Regis faz um apelo para que negros continuem a pressionar por mais ações a favor de representatividade. "Não batam palma. Façam exigências, para que as plataformas saiam do discurso. Como elas transformam discurso em ação? Estamos distantes de conseguir que algo [a favor da representatividade dos negros] seja feito", diz.

Apesar do sucesso da mobilização contra o discurso de ódio do canal Mil Grau, Regis se vê dividido sobre a luta contra o racismo e o discurso de ódio na comunidade de games. "Sabemos que o mundo dos games é extremamente problemático. A única chance de começarmos, a passos de formiga, a mudar, é primeiro: que as plataformas sejam claras e transformem o discurso em ação. Que elas tratem diretamente sobre esse tipo de assunto. Se um canal como o Xbox Mil Grau fale algo a respeito [de ódio e preconceito], que elas diretamente tomem uma ação", enumera.

"Em segundo lugar: as pessoas precisam ser mais vocais, especialmente influenciadores. Eu era seguido por pessoas com um, dois milhões de seguidores. Se há um limite para tudo, é necessário que os influenciadores sejam os primeiros a mobilizar as pessoas."

"Por fim, peço que a galera se eduque a respeito do preconceito. É uma responsabilidade individual. Não coloquem o peso em homossexuais, negros e outros o peso de traçar uma linha, um limite. A responsabilidade é de vocês", conclui.

Outro lado

O The Enemy entrou em contato com o canal Xbox Mil Grau por e-mail, mas não obteve resposta até a publicação desta entrevista.

Nas redes sociais, o grupo publicou um comunicado, assinado pelo criador do canal, Christoph Schlafner, o Chief, no qual diz que "a XMG jamais cometeu atos de racismo ou discriminação".

O texto também fala que o canal é recomendado para maiores de 18 anos e que faz "brincadeiras e piadas conhecidas como de 'humor negro'". Após a repercussão, o comunicado foi apagado da conta do Mil Grau no Twitter, assim como todas as outras postagens na rede.

Veja a íntegra do comunicado:

Por meio de sua assessoria de imprensa, o YouTube compartilhou sua política em relação a proibição de discurso de ódio e iniciativas em prol da diversidade sendo desenvolvidas no Brasil.

De acordo com a última atualização nas diretrizes da comunidade feita pelo YouTube, em junho de 2019, será removido todo conteúdo que promover a violência ou o ódio contra pessoas ou grupos com base em diversas características, como etnia, identidade e expressão de gênero, raça, orientação sexual, entre outras. Veja mais detalhes.

As violações da política do YouTube são penalizadas com um sistema de três avisos e notificações por e-mail. Primeiro, o canal recebe um alerta, por entender que o criador não tem a intenção de violar as políticas. No primeiro aviso, o canal fica impedido por uma semana de enviar vídeos, histórias, fazer transmissões ao vivo, criar thumbs, postar na aba de comunidade, criar ou editar playlists.
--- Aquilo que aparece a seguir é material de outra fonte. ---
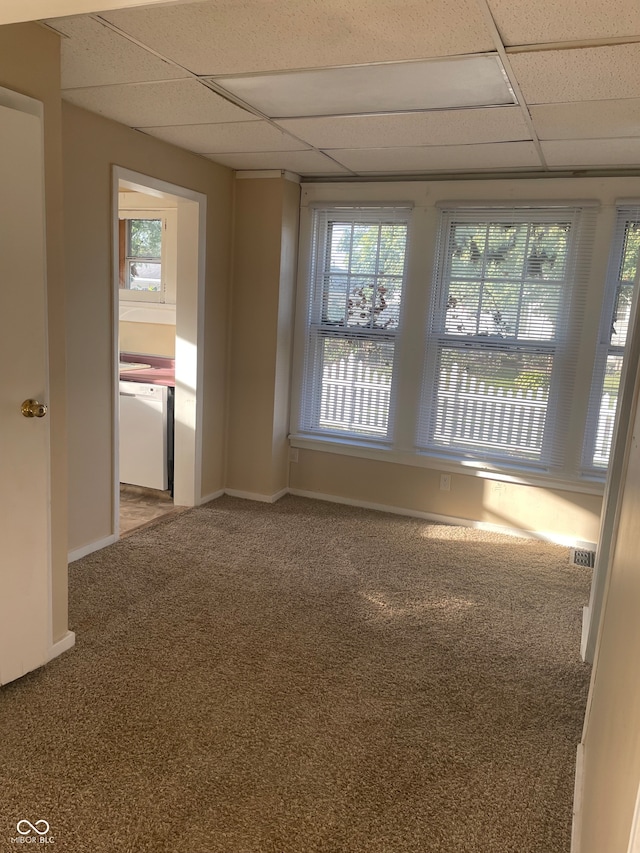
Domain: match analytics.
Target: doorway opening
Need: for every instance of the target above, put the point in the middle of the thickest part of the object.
(159, 238)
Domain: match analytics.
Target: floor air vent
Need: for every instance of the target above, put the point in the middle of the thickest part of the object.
(582, 557)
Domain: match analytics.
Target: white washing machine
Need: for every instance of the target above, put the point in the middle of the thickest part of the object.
(143, 435)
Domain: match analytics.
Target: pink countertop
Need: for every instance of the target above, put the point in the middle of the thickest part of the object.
(161, 371)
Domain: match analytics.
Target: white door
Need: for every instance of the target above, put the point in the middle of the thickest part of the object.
(25, 559)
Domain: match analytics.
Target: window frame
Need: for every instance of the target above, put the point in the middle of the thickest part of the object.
(167, 293)
(307, 397)
(426, 196)
(627, 212)
(560, 349)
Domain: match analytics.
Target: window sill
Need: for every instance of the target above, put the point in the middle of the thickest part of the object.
(162, 313)
(469, 468)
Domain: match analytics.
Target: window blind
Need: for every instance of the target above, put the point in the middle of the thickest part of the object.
(614, 326)
(503, 334)
(354, 316)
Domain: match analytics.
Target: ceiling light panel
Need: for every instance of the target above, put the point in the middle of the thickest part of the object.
(302, 162)
(227, 37)
(587, 119)
(230, 137)
(93, 55)
(450, 158)
(524, 22)
(435, 84)
(441, 127)
(171, 102)
(592, 153)
(586, 74)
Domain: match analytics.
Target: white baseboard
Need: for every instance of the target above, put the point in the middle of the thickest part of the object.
(543, 536)
(577, 801)
(255, 496)
(212, 497)
(77, 553)
(63, 645)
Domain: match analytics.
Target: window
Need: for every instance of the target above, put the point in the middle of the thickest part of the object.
(354, 308)
(503, 334)
(143, 262)
(612, 339)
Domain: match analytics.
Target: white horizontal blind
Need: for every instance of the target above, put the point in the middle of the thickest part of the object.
(618, 296)
(509, 291)
(354, 316)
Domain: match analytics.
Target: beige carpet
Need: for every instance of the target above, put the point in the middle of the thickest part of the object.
(305, 677)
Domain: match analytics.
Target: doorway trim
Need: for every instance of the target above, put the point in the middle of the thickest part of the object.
(189, 339)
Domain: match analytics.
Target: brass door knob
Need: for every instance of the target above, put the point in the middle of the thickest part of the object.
(34, 409)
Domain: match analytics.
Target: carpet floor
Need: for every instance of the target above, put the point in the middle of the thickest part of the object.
(305, 677)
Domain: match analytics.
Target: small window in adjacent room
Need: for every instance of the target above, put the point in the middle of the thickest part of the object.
(616, 315)
(141, 252)
(354, 307)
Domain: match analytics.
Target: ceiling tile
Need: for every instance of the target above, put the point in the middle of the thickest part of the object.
(172, 102)
(230, 137)
(230, 36)
(459, 82)
(301, 162)
(93, 55)
(587, 74)
(587, 119)
(441, 127)
(451, 158)
(592, 152)
(524, 22)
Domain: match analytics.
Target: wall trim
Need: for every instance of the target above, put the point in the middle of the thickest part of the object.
(63, 645)
(212, 497)
(576, 828)
(521, 533)
(255, 496)
(77, 553)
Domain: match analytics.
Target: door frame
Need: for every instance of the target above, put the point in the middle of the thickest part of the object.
(189, 341)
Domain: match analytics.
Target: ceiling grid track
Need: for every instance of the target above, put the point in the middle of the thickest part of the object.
(504, 58)
(213, 87)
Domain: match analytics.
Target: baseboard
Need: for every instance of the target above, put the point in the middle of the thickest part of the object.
(577, 801)
(543, 536)
(77, 553)
(63, 645)
(255, 496)
(212, 497)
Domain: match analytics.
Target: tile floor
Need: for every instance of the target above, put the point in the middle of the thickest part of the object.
(139, 506)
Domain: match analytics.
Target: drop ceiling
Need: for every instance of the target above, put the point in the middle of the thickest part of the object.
(371, 87)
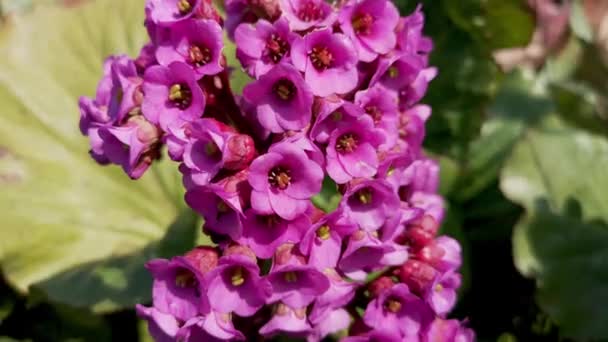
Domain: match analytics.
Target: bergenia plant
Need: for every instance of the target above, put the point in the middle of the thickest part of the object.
(332, 107)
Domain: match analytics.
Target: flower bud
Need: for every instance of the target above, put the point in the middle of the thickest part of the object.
(239, 153)
(416, 274)
(204, 258)
(380, 285)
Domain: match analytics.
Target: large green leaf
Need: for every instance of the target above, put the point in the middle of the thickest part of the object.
(558, 173)
(77, 231)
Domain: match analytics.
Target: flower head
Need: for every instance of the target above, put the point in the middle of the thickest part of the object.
(283, 180)
(371, 26)
(197, 43)
(327, 60)
(172, 95)
(283, 100)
Caso o canal receba um segundo aviso, no mesmo período de 90 dias, ele não poderá postar conteúdo por duas semanas. Caso receba três avisos em 90 dias, o canal será removido permanentemente.

Na última semana, o YouTube Brasil tem reunido vídeos de seus criadores que discutem a questão racial no Brasil em quatro playlists: "Entendendo a questão racial no Brasil", "Como falar com as crianças sobre injustiça racial", "A Voz dos Criadores" e "Protestos contra injustiça racial".
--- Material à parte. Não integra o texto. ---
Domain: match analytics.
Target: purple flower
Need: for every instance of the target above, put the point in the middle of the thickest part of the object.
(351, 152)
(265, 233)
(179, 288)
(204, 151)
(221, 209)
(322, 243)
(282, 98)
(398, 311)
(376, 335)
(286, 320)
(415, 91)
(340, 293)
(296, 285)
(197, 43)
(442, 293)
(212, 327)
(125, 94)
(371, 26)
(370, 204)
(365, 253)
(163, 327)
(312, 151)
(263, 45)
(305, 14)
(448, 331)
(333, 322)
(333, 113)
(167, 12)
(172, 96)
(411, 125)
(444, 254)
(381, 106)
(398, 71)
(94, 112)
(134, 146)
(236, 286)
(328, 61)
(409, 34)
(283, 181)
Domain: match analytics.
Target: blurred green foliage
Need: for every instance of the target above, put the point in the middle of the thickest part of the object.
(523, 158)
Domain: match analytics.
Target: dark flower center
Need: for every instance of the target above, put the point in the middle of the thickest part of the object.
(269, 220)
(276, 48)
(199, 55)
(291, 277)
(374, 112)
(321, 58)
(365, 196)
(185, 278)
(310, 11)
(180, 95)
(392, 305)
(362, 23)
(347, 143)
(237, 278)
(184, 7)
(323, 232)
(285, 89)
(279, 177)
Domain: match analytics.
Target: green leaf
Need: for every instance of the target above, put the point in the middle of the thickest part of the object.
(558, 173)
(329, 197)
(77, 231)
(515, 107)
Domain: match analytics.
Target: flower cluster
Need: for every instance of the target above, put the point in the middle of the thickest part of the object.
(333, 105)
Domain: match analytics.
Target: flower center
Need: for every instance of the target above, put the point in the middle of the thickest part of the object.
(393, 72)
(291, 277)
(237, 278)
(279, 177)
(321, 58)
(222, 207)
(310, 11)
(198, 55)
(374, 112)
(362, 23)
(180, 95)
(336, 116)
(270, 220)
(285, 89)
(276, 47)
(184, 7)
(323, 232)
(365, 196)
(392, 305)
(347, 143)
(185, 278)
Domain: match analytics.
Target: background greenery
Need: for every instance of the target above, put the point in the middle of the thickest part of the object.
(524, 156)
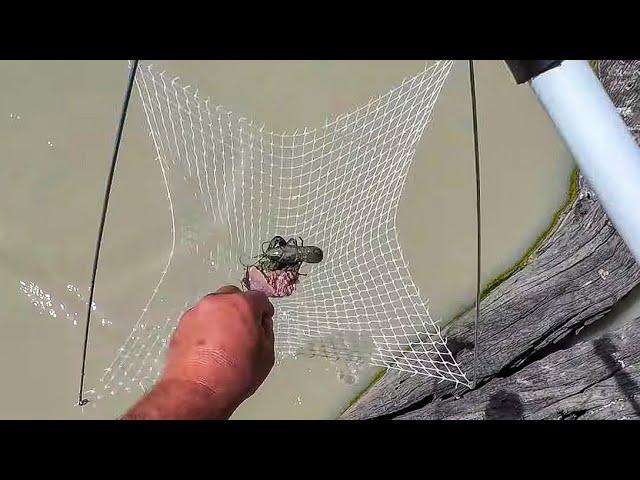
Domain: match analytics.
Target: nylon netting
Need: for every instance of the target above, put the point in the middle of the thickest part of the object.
(231, 184)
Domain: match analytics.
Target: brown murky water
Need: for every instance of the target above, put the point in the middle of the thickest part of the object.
(57, 121)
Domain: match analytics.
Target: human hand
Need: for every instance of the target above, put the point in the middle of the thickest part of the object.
(220, 353)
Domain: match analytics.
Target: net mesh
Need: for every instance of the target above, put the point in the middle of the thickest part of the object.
(232, 185)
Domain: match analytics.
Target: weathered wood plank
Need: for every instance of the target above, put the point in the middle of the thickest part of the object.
(574, 277)
(598, 379)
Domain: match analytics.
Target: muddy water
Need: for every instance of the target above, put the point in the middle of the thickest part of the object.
(56, 126)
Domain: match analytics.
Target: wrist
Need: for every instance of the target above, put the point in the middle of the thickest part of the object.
(179, 399)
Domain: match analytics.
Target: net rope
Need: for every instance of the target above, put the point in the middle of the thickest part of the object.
(231, 185)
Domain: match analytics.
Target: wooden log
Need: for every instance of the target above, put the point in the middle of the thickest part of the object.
(573, 277)
(596, 379)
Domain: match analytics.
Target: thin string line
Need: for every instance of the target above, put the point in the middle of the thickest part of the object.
(472, 83)
(105, 204)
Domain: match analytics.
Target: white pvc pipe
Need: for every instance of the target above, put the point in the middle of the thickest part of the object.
(599, 140)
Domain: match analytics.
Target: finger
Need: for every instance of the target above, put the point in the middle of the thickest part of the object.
(267, 325)
(228, 289)
(260, 303)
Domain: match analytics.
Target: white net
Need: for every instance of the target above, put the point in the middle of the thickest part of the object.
(232, 185)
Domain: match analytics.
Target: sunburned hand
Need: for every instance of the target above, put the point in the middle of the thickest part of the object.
(220, 353)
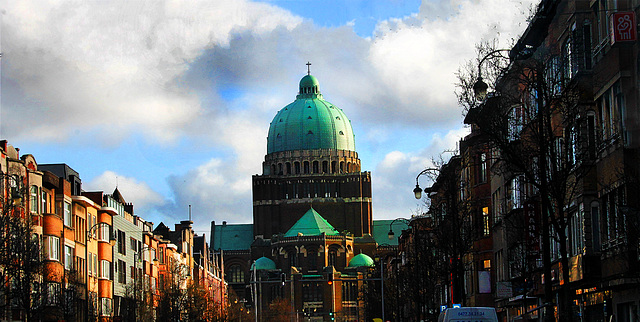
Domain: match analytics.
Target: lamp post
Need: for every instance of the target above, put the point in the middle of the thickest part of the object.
(137, 257)
(417, 192)
(112, 242)
(480, 87)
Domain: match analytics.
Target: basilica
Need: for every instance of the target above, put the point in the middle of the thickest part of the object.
(313, 240)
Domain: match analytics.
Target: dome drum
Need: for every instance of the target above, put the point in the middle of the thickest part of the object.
(305, 162)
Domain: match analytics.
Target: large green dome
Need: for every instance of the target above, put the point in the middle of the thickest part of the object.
(310, 123)
(361, 260)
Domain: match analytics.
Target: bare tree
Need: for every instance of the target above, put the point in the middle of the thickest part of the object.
(536, 122)
(21, 260)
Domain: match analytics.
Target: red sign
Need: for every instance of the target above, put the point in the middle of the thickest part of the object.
(623, 27)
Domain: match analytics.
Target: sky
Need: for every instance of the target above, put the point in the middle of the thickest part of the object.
(170, 101)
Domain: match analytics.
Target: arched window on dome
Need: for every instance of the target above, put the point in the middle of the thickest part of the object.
(236, 274)
(306, 167)
(293, 258)
(333, 257)
(306, 193)
(296, 167)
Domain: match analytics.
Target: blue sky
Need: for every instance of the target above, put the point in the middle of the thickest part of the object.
(171, 100)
Além disso, a plataforma também vai realizar lives, a partir desta terça-feira (9), com criadores negros. A primeira live reune Gabi Oliveira, o comediante Yuri Marçal e Felipe Neto. Por fim, a plataforma também transmitirá a primeira Parada Virtual do Orgulho LGBTQIA+, em 14 de junho.

O The Enemy também procurou Twittter e Twitch, que também não responderam até o momento de publicação desta entrevista.